Brought to you by:

FSL introduction may be delayed

Insurers and brokers are speculating that the Victorian Government may extend the fire services levy (FSL) cut-off date past July 1 next year.

Industry sources have told insuranceNEWS.com.au they believe the Baillieu Government is considering pushing out the date because of confusion over the transition from the FSL on insurance premiums to a levy on all property-holders through council rates.

The Government has not yet introduced the legislation to enable the change and may not do so until mid-June.

But a spokesman for Treasurer Kim Wells says the Government has made it clear that 2012/13 is a transition year.
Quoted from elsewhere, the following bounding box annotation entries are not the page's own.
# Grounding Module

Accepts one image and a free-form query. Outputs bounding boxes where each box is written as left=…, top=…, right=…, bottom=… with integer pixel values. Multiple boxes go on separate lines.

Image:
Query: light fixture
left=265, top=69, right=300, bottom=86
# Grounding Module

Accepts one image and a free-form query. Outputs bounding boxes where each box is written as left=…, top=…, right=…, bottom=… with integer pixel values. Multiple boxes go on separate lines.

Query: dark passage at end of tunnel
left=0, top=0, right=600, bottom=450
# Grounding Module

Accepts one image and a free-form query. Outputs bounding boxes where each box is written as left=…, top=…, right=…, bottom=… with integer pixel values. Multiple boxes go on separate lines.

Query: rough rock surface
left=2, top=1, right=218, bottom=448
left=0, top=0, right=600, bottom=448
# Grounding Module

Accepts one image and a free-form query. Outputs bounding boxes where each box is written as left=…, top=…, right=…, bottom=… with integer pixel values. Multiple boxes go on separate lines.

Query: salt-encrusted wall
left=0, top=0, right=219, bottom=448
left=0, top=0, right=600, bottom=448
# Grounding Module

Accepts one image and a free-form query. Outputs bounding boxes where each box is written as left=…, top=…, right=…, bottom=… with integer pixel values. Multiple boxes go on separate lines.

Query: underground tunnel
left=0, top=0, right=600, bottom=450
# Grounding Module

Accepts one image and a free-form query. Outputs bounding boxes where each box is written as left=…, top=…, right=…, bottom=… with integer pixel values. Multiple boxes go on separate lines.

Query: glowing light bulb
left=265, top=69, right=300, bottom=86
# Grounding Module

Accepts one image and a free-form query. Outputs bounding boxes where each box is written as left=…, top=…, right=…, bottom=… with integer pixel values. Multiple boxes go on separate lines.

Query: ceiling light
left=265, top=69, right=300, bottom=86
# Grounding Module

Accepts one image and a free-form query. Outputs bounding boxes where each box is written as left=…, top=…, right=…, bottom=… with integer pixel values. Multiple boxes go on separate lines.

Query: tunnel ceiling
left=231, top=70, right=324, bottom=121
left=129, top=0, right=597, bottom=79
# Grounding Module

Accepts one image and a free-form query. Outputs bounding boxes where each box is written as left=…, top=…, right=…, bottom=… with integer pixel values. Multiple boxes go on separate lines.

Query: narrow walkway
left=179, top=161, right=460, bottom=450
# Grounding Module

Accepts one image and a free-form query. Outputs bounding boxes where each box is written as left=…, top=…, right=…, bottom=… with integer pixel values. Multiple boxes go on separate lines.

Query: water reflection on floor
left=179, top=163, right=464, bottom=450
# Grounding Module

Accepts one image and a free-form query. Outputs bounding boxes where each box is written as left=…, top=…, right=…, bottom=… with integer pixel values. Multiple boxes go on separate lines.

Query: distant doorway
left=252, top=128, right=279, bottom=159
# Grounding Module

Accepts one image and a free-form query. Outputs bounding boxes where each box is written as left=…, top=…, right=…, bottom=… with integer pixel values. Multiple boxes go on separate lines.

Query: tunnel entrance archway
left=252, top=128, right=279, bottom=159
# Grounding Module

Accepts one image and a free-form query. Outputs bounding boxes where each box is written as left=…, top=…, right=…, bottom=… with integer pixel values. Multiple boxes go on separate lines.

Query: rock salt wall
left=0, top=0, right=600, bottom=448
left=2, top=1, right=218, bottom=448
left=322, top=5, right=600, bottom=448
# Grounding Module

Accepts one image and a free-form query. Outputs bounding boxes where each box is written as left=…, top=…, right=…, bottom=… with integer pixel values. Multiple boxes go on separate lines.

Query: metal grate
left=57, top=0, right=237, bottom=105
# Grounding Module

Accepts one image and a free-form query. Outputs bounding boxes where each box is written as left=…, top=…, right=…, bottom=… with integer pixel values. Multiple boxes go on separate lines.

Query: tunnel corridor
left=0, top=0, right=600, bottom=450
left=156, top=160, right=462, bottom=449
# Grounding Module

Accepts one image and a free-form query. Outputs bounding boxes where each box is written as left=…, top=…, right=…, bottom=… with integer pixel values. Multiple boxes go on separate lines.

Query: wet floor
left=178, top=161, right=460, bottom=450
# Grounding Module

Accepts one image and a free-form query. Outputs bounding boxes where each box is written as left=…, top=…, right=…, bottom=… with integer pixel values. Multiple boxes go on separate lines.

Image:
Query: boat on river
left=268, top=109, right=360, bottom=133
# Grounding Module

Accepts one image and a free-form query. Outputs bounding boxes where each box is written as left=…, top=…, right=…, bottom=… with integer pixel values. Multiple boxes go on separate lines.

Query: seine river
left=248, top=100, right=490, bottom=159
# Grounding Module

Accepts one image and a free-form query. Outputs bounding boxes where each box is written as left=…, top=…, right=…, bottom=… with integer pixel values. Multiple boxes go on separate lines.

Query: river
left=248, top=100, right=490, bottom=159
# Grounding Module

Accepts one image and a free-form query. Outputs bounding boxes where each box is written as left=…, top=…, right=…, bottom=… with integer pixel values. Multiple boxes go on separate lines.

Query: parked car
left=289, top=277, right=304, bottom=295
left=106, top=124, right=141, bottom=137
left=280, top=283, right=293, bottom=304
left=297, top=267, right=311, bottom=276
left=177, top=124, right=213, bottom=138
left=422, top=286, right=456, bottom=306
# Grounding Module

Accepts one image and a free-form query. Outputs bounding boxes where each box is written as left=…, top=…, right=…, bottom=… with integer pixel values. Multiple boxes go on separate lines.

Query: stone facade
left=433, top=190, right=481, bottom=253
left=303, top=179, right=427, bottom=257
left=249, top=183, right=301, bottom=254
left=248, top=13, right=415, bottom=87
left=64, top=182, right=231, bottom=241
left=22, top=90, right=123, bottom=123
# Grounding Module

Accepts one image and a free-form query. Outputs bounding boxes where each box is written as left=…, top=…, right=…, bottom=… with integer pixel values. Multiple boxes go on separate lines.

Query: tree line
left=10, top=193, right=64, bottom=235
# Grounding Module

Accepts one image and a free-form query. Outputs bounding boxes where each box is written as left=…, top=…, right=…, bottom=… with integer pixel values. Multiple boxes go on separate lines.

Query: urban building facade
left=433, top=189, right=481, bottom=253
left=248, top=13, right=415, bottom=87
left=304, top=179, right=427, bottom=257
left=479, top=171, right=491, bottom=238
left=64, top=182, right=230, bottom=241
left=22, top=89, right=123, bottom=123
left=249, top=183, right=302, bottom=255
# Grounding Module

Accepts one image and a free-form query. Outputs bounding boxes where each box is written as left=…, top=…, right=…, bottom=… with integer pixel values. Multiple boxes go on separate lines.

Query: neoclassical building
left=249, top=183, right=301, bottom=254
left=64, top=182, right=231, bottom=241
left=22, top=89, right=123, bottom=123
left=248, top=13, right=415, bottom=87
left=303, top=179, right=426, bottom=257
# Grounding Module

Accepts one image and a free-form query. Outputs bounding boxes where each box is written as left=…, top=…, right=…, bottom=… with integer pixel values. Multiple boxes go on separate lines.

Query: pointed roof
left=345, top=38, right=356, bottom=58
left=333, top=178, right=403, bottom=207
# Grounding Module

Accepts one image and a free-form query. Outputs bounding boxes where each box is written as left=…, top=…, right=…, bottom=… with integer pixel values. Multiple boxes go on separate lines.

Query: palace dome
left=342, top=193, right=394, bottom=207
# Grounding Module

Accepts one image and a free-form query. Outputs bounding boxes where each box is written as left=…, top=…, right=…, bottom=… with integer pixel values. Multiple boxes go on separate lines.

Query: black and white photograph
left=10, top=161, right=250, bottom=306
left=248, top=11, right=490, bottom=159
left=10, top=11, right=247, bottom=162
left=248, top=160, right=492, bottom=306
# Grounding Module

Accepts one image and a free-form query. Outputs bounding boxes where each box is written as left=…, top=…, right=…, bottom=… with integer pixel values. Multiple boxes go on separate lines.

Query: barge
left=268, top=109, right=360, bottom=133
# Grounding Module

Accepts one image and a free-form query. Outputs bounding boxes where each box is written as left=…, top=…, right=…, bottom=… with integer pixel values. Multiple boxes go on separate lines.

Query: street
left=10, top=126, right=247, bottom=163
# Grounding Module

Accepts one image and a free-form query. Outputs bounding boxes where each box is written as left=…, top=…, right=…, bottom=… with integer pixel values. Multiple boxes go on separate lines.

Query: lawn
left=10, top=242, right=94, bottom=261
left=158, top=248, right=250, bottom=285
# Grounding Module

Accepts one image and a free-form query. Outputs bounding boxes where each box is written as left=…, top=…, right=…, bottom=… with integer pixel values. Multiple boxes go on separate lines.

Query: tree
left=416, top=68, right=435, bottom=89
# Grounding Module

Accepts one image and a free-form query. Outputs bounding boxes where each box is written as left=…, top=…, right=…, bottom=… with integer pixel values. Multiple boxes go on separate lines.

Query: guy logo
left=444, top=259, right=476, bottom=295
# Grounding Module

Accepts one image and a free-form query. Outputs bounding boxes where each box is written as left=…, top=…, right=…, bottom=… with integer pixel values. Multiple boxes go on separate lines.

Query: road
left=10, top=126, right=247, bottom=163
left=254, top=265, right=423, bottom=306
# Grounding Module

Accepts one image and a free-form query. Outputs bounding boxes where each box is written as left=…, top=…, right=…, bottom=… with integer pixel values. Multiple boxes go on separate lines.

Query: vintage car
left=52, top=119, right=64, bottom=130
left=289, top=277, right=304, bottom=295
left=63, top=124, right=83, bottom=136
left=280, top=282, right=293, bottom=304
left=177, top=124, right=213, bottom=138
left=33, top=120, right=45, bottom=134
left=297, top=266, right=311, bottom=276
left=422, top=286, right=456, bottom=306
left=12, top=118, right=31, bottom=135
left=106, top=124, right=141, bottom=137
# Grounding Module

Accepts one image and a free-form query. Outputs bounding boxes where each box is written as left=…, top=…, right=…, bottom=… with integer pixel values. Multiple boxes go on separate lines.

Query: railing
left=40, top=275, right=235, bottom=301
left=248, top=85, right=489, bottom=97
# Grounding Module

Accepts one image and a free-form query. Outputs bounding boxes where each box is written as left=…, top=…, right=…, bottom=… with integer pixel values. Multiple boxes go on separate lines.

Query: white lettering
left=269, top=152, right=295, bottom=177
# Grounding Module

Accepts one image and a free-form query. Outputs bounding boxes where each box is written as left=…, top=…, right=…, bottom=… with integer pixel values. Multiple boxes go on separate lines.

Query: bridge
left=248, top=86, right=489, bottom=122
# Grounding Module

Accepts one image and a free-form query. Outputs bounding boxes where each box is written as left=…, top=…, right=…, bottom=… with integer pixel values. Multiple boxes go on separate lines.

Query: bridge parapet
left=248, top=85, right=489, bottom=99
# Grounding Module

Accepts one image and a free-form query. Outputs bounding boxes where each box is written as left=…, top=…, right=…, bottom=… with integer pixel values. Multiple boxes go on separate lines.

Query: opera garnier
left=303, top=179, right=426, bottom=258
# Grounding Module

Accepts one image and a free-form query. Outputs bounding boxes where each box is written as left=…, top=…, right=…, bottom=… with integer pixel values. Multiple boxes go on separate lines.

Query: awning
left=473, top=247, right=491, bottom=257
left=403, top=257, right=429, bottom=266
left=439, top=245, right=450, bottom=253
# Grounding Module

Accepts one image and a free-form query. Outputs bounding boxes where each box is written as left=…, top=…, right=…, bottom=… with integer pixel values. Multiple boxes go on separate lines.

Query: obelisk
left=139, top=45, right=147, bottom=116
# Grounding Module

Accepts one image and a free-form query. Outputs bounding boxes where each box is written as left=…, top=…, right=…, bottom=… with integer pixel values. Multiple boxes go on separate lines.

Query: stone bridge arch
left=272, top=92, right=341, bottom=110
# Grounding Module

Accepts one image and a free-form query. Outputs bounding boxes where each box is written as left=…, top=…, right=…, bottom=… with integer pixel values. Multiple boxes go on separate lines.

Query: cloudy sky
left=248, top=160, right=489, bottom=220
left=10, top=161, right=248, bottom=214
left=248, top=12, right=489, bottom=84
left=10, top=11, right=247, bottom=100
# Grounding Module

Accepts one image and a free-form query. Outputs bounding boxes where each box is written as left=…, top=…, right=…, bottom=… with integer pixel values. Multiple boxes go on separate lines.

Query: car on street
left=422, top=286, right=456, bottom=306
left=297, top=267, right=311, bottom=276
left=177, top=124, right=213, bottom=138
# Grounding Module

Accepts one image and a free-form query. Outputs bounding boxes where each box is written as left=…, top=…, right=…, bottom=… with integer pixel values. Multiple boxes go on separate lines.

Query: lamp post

“The Government is working with the industry to ensure the fire services levy is administered fairly during this period,” he told insuranceNEWS.com.au. “Further details will be provided in coming weeks.”

The delays and lack of information are causing confusion for insurers and brokers, amid warnings of a hostile reception as the situation becomes clearer to policyholders.

Insurers are told an annual total amount they must provide to fund the Country Fire Authority and Metropolitan Fire Brigade, which is collected via premiums. The total amount is apportioned among companies, which decide how much to levy on premiums to collect their share of the charge.

So far Zurich and Allianz have followed QBE in announcing levies of 95% on commercial premiums for Victorian country policyholders and 54% for metropolitan policyholders, increases from 85% and 44% respectively.

Insurers have diverged on charges to residential consumers. Allianz is holding the city levy at 18% and the country charge at 36% while QBE’s rates have risen to 28% from 18% for metropolitan customers and to 46% from 36% in the country.